​貓空纜車服務中心,位於臺灣臺北市文山區新光路二段10巷2號。
​貓空纜車服務中心,位於臺灣臺北市文山區新光路二段10巷2號。

Maokong Gondola

transportationtourismengineeringurban-landscape
4 min read

On the very first day of service, July 4, 2007, a faulty door lock left Taipei Mayor Hau Lung-pin and former Mayor Ma Ying-jeou suspended ten minutes in mid-air. It was an inauspicious beginning. Within eleven days, the system had logged fifty-five malfunctions. By month's end, hundreds of passengers had been trapped in overheating cabins during a mechanical failure. The Maokong Gondola, a 4.03-kilometer cable car linking Taipei Zoo to the tea-growing hills of Maokong, entered the world the way some of Taipei's best stories do: spectacularly, chaotically, and with a crowd watching.

Tea Above the City

Maokong sits in the hills of southern Taipei, a neighborhood of tea plantations, hiking trails, and temple grounds that feels remote from the dense urban core despite being inside the city limits. For decades, reaching it meant navigating winding mountain roads by bus or car. The gondola, built by the French company Poma and operated by the Taipei Rapid Transit Corporation, was designed to change that. Four stations span the 4.03-kilometer route, with two angle stations where the cable changes direction. The full trip takes twelve minutes. From the cabin windows, passengers look out over the Taipei Zoo, the rooftops of Wenshan District, and -- on clear days -- the spike of Taipei 101 rising in the distance. The system was integrated with the city's metro fare structure: swipe an EasyCard, step into a cabin, and float above the canopy.

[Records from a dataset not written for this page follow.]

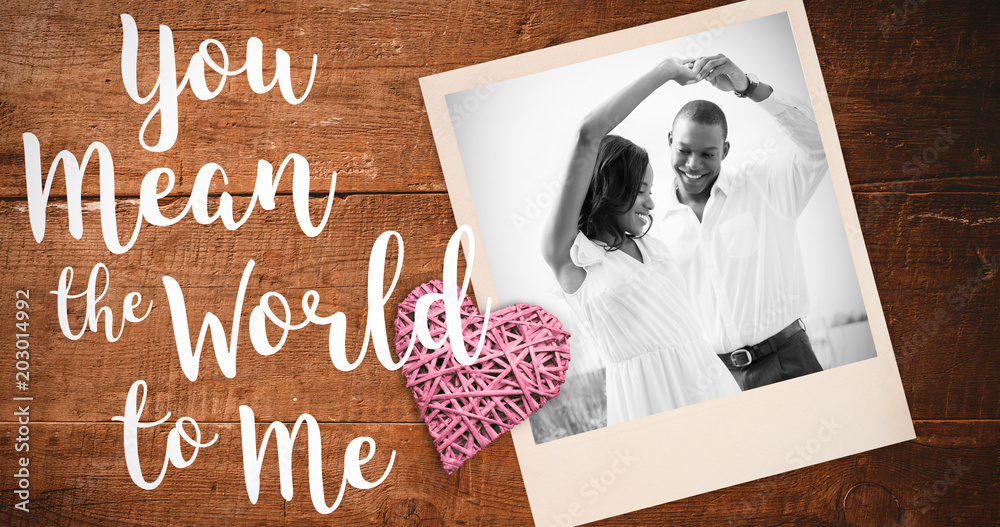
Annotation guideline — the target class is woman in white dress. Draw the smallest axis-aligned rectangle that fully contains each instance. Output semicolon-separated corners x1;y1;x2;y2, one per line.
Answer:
543;55;740;425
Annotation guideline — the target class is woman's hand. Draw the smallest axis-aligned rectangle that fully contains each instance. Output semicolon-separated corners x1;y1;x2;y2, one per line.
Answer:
659;57;701;86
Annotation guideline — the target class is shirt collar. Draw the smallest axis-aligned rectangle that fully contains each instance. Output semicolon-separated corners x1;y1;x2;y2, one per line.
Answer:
666;169;733;214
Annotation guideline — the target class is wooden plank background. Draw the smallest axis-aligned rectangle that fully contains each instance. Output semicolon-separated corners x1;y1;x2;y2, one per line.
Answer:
0;0;1000;525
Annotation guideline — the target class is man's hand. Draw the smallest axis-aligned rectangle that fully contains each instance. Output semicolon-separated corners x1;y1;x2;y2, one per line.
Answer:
692;53;750;91
659;57;701;86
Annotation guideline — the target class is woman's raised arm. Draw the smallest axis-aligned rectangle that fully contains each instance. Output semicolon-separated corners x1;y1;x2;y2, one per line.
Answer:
542;58;697;292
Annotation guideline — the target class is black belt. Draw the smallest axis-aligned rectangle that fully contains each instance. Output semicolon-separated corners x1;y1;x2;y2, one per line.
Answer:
719;318;806;368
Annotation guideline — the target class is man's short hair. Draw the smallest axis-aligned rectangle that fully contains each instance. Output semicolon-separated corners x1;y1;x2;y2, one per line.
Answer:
671;99;729;140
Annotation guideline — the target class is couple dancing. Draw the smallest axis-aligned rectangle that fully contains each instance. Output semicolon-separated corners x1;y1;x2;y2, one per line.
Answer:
543;55;828;425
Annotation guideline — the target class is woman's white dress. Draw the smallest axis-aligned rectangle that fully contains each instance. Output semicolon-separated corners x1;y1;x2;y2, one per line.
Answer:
566;232;740;426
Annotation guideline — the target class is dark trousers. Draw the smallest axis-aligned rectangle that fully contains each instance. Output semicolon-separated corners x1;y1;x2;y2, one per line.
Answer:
726;330;823;390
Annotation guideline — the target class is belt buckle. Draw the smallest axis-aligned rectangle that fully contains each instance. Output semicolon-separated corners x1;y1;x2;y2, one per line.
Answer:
729;348;753;368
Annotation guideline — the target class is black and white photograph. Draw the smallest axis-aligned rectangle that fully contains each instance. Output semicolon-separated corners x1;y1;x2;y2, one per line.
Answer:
446;13;876;444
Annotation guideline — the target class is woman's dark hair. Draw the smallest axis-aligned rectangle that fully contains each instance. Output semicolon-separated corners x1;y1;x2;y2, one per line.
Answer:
577;134;652;251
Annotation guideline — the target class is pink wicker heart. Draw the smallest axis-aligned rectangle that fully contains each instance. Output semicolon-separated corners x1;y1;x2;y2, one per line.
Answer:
395;280;569;474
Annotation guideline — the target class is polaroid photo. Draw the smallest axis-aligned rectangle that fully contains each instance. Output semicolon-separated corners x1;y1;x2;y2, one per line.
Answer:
421;0;915;526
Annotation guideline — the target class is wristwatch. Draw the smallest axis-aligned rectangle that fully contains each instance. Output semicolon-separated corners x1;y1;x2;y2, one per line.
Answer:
735;73;760;99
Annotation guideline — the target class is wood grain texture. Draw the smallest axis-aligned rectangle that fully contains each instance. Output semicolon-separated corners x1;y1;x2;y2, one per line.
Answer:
0;0;1000;526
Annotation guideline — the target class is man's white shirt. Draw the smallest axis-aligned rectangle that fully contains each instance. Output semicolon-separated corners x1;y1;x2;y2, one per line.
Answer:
656;89;829;353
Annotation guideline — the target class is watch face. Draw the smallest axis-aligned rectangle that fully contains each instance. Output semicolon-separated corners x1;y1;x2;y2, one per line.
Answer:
736;73;760;97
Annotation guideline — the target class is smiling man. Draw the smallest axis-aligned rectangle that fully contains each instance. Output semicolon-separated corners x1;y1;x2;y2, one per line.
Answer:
661;55;829;390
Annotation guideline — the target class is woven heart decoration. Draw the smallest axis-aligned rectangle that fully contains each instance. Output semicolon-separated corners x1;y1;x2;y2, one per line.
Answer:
395;280;569;474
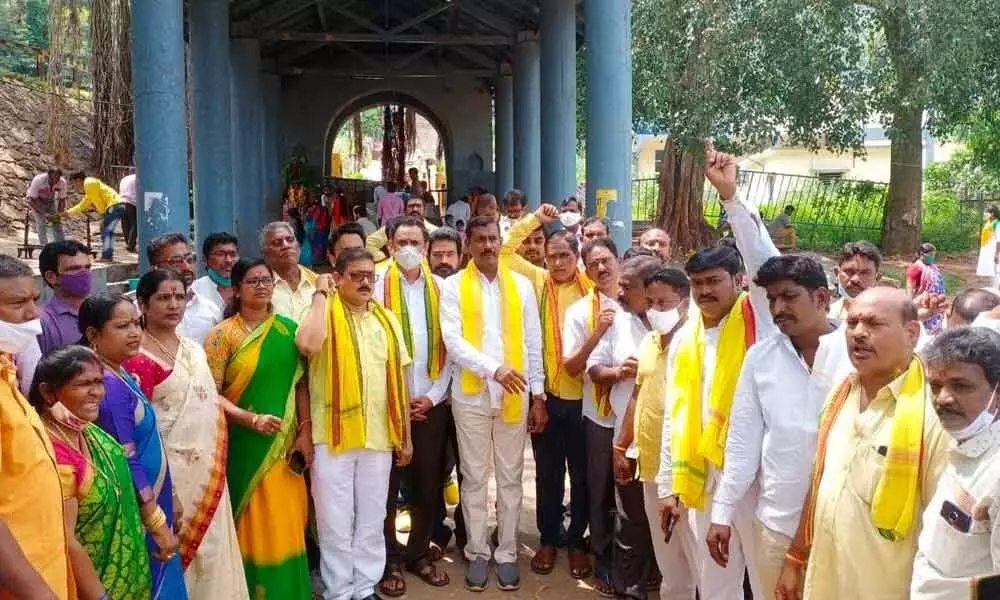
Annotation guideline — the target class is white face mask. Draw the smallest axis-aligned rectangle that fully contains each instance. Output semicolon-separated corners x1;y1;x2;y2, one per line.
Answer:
0;319;42;354
395;246;424;271
646;308;681;334
944;386;997;442
559;212;583;227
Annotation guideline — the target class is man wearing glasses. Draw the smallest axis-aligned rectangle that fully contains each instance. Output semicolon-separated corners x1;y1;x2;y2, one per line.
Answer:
146;233;222;345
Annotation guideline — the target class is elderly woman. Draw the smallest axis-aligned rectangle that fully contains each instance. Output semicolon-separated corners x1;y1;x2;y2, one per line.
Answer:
28;346;152;600
205;259;313;600
123;269;250;600
80;294;188;600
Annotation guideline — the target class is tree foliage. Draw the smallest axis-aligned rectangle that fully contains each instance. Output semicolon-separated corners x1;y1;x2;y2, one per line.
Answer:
633;0;1000;252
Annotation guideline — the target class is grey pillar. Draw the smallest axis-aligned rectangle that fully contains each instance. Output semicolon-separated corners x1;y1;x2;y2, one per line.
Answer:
188;0;233;248
583;0;632;249
514;31;542;206
230;38;264;256
132;0;191;269
493;65;514;194
540;0;590;206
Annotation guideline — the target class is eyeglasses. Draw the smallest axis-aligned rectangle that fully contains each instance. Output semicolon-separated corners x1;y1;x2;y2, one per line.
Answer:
347;271;375;283
243;277;274;288
160;252;198;267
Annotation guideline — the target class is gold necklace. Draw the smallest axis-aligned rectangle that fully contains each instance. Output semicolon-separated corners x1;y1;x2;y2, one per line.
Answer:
142;330;180;363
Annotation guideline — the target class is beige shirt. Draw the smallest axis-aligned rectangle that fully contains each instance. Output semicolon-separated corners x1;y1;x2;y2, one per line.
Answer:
803;375;949;600
271;265;316;325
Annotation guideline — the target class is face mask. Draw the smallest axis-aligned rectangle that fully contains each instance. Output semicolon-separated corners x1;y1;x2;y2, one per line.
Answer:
945;386;997;442
396;246;424;271
0;319;42;354
646;308;681;334
559;212;583;227
59;271;91;298
206;267;233;287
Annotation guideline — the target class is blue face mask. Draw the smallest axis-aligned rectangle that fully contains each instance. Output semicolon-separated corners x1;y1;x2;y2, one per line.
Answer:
208;267;233;287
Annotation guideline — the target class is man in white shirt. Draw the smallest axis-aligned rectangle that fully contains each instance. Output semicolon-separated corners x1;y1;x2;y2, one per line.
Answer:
146;233;219;344
587;256;663;598
445;196;472;229
191;231;240;330
25;168;66;246
707;254;852;593
441;217;548;591
118;167;139;252
656;144;774;600
563;237;621;595
372;217;451;596
910;327;1000;600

Fifty-Five Glitches in Eleven Days

The problems began immediately and did not stop. After the inaugural-day lockout, violent thunderstorms shut operations down the following day. On July 21, a mechanical glitch suspended service for two hours, strapping 323 passengers into cabins baking in the subtropical heat -- ventilation had been widely criticized as inadequate. Evacuation took over an hour. The transit corporation reimbursed each passenger with NT$1,058 and free tickets. Three days later, the system shut down twice more in a single afternoon. Taiwan's Consumers' Foundation recommended a complete shutdown for comprehensive evaluation. The local press ran a damning headline: "Mayor Ma's Proudest City Project Suffers 55 Glitches in 11 Days." Environmental groups piled on, with the Green Party Taiwan and the Homemakers' Union discouraging ridership and local residents complaining about noise, garbage, and mudslide risk.

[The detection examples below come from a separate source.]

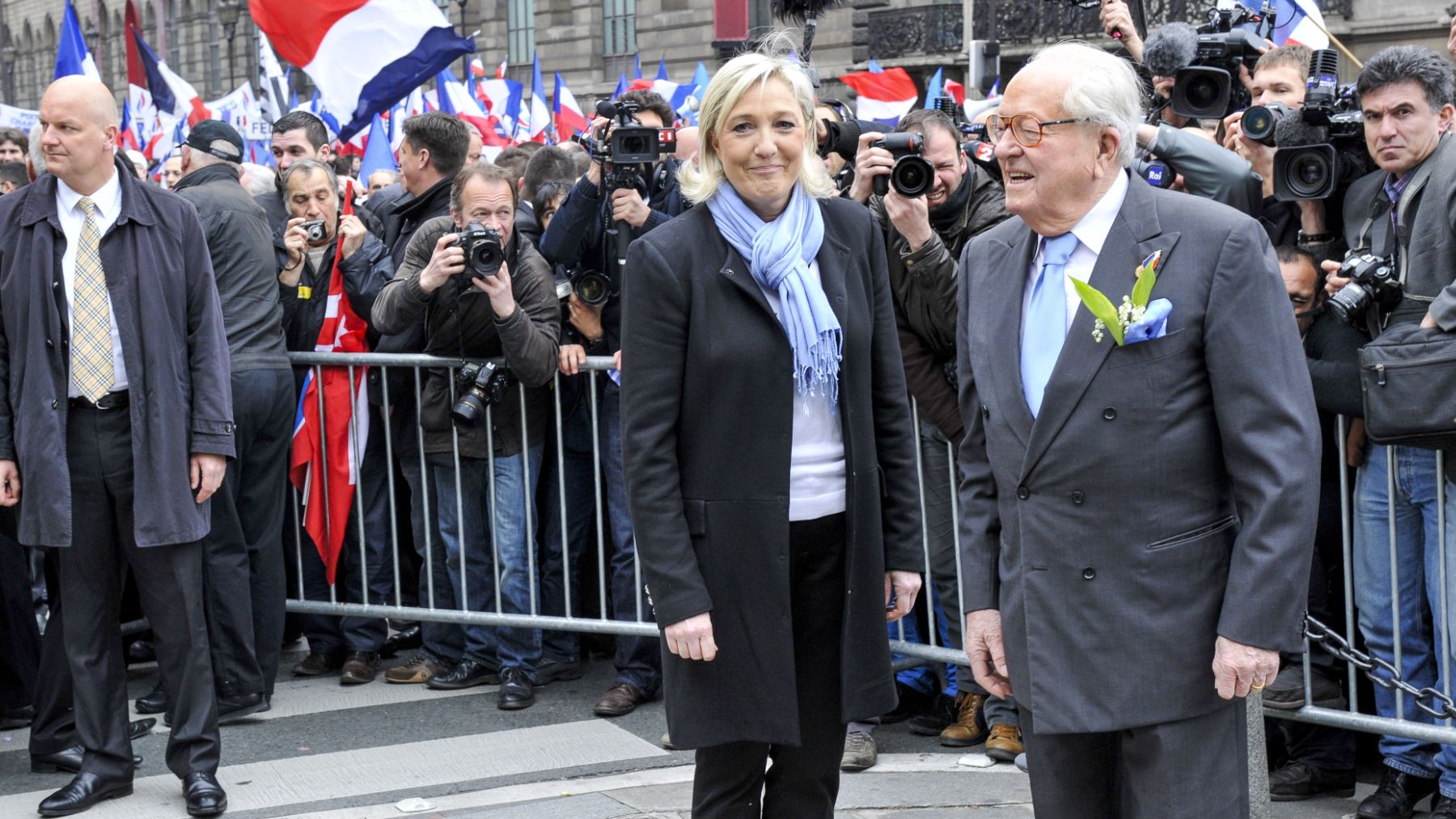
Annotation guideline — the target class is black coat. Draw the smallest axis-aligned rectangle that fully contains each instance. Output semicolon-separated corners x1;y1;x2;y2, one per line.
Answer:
0;163;233;547
617;200;923;748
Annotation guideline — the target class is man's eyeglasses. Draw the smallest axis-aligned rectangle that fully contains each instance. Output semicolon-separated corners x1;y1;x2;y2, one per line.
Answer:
986;113;1092;149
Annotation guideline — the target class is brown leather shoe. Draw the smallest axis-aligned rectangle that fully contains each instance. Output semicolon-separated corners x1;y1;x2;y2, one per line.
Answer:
339;652;379;685
293;652;344;677
384;655;450;684
593;682;646;717
986;724;1026;762
941;691;986;748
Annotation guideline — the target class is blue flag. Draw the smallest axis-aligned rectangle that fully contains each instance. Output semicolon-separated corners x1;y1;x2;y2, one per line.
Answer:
360;113;397;185
53;0;100;82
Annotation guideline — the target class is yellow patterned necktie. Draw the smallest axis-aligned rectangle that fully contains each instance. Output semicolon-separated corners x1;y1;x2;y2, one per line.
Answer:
71;196;115;403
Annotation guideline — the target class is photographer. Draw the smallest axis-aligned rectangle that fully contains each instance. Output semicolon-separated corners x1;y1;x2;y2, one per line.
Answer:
273;158;395;685
1323;45;1456;819
373;163;561;710
846;109;1022;761
1223;45;1335;255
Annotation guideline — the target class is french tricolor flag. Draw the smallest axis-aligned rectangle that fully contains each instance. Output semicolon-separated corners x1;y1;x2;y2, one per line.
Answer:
248;0;475;140
839;65;921;125
1270;0;1329;49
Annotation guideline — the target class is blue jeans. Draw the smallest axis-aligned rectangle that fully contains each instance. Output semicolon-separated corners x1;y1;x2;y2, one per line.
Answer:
1354;446;1456;797
430;445;542;679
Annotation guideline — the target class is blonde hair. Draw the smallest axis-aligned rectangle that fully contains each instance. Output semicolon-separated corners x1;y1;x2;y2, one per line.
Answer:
677;31;836;205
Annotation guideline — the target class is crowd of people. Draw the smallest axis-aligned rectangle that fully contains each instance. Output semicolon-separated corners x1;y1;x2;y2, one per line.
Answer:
0;9;1456;819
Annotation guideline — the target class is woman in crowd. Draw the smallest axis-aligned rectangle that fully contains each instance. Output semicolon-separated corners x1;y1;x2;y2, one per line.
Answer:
622;38;921;819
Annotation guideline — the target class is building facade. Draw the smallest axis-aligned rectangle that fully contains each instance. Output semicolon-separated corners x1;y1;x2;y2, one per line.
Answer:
0;0;1450;120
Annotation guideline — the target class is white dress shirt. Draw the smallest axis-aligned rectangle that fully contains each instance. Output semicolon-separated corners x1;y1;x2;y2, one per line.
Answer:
55;169;127;399
756;260;846;521
1021;171;1137;330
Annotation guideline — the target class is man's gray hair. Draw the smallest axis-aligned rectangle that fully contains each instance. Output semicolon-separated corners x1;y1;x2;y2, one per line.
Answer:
1356;45;1456;111
282;158;339;196
1031;42;1145;167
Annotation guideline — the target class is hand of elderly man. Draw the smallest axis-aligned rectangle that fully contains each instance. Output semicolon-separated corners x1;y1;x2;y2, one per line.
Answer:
965;608;1012;699
662;611;717;662
1213;634;1278;699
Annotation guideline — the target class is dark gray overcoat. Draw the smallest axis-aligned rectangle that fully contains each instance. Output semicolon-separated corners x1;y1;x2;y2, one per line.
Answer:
0;157;233;547
622;200;923;748
958;176;1319;733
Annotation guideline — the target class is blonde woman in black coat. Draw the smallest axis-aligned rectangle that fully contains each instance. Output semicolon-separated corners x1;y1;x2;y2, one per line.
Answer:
622;35;923;819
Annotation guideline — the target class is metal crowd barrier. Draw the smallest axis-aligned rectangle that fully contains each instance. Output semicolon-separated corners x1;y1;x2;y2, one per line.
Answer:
287;353;1456;745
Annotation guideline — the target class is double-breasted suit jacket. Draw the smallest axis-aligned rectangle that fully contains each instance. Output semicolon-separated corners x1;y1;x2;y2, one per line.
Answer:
622;200;923;748
958;178;1319;733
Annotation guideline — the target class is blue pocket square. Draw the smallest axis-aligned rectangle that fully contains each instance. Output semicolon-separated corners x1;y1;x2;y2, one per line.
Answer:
1123;298;1174;344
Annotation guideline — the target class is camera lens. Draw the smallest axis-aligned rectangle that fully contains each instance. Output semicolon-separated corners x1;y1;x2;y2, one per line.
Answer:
890;156;935;200
1329;282;1374;324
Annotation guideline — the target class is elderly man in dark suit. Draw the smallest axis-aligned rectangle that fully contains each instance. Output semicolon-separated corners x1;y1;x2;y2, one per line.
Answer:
0;77;233;816
957;44;1319;819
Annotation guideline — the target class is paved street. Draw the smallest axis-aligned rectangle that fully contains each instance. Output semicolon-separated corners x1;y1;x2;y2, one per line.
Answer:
0;652;1398;819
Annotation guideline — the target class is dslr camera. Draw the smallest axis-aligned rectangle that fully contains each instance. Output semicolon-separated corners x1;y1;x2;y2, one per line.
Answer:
298;220;328;244
1169;0;1274;120
451;221;506;279
870;131;935;200
1329;250;1405;324
557;269;615;307
450;361;527;429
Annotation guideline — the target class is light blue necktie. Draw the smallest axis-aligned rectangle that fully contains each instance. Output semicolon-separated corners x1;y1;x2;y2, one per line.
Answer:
1021;233;1077;417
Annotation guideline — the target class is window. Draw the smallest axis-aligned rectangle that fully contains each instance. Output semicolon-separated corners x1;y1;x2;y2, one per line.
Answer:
506;0;535;64
601;0;637;54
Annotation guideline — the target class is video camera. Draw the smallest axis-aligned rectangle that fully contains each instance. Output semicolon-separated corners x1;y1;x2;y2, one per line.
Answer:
450;361;527;429
451;221;506;279
1263;48;1373;202
1170;0;1274;120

The Pillar That Nearly Fell

The gondola's most serious crisis came not from mechanical failure but from the earth itself. On October 2, 2008, the system was closed after mudslides left a 2.5-meter gap beneath support pillar T16. Investigators determined that the rainfall from four successive typhoons had eroded the pillar's foundation beyond what it could withstand in a future earthquake. The recommended fix -- relocating pillar T16 and its neighbors -- took two years. During that time, the gondola sat silent, its cabins motionless on the cables, a very visible symbol of infrastructure ambition meeting geological reality. Environmental groups had warned from the beginning that building on the unstable hillside was risky. The gap beneath pillar T16 proved them right. The gondola finally resumed service on March 31, 2010, after the relocation was complete and safety inspections were passed.

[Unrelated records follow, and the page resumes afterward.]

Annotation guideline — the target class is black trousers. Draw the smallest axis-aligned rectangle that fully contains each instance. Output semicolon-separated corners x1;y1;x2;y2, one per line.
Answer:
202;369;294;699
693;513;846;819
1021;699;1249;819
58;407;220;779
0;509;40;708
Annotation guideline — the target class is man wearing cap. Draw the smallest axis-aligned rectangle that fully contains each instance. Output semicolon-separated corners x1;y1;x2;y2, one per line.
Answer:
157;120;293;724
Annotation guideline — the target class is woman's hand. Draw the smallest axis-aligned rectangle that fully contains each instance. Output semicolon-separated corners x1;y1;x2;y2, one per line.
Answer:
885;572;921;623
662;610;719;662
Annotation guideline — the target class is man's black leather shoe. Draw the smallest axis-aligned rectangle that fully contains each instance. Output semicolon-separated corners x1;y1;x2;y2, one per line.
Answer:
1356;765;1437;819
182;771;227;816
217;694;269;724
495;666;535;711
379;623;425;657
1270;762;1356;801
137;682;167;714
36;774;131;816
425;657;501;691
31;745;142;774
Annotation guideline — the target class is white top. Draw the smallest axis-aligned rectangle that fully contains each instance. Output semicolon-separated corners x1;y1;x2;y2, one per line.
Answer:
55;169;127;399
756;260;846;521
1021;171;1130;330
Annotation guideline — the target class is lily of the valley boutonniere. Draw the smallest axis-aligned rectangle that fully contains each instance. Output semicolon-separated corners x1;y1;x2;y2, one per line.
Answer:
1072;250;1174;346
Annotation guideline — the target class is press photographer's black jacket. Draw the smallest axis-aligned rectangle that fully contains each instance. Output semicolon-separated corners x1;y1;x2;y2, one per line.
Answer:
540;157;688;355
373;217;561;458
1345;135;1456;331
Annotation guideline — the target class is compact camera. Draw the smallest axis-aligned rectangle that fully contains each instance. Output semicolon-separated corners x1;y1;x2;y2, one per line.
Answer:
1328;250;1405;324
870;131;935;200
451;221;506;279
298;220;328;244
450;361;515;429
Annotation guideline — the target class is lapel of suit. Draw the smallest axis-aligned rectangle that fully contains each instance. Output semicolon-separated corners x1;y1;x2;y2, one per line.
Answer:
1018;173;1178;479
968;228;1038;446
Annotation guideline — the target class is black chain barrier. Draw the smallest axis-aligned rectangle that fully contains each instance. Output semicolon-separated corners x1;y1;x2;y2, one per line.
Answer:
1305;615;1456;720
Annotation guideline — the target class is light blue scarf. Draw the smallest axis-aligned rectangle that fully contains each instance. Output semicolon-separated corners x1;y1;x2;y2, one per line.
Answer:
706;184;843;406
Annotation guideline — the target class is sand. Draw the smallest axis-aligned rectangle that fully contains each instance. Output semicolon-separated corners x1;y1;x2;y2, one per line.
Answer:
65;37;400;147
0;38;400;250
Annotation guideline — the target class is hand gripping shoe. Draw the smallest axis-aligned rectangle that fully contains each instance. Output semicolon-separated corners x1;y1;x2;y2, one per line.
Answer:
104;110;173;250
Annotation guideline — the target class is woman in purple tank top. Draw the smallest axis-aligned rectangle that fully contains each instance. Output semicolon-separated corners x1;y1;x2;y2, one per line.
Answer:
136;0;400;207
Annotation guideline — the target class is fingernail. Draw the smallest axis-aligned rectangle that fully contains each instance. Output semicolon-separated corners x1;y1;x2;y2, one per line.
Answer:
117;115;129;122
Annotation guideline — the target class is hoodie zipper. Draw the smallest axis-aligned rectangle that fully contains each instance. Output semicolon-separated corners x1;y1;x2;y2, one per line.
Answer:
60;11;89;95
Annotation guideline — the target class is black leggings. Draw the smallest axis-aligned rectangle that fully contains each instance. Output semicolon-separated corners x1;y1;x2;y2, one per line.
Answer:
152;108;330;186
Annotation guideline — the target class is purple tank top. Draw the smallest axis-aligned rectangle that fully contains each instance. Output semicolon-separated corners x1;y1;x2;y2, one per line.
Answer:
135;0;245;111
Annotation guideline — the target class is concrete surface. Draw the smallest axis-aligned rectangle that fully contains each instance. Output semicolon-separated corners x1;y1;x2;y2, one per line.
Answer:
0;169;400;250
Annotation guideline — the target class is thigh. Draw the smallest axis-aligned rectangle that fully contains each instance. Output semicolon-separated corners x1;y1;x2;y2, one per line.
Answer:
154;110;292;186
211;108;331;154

Glass Floors and Financial Losses

When the gondola reopened, it came with an upgrade. Thirty cabins were retrofitted with 48-millimeter-thick glass bottoms, each adding 213 kilograms to the car's weight. These "Crystal Cabins" -- marketed as the "Eyes of Maokong Gondola" -- gave passengers a vertiginous view straight down to the treetops and hillside below, with a capacity limited to five people per cabin. They operate on a separate ticketing queue with a computer-managed system that assigns boarding times. The glass-bottom cabins became the system's signature draw, transforming a troubled transit line into a tourist attraction. But the financial picture has remained grim. Consistent losses have plagued the system since its opening, driven by the combination of weather-related shutdowns, maintenance costs, and the fundamental challenge of running an expensive aerial tramway as urban transit. The Maokong Gondola survives not because it is profitable, but because Taipei decided that the ride above the tea hills was worth the subsidy.

From the Air

Located at approximately 24.996N, 121.576E on the southern edge of Taipei, the gondola route runs from the Taipei Zoo area uphill to the Maokong tea-growing district. The cable line and its support towers are visible from lower altitudes as a thin line ascending the hillside south of the city. The route crosses over National Highway No. 3. Taipei Songshan Airport (RCSS) is approximately 10 km to the north. Taiwan Taoyuan International Airport (RCTP) is about 40 km to the west-northwest.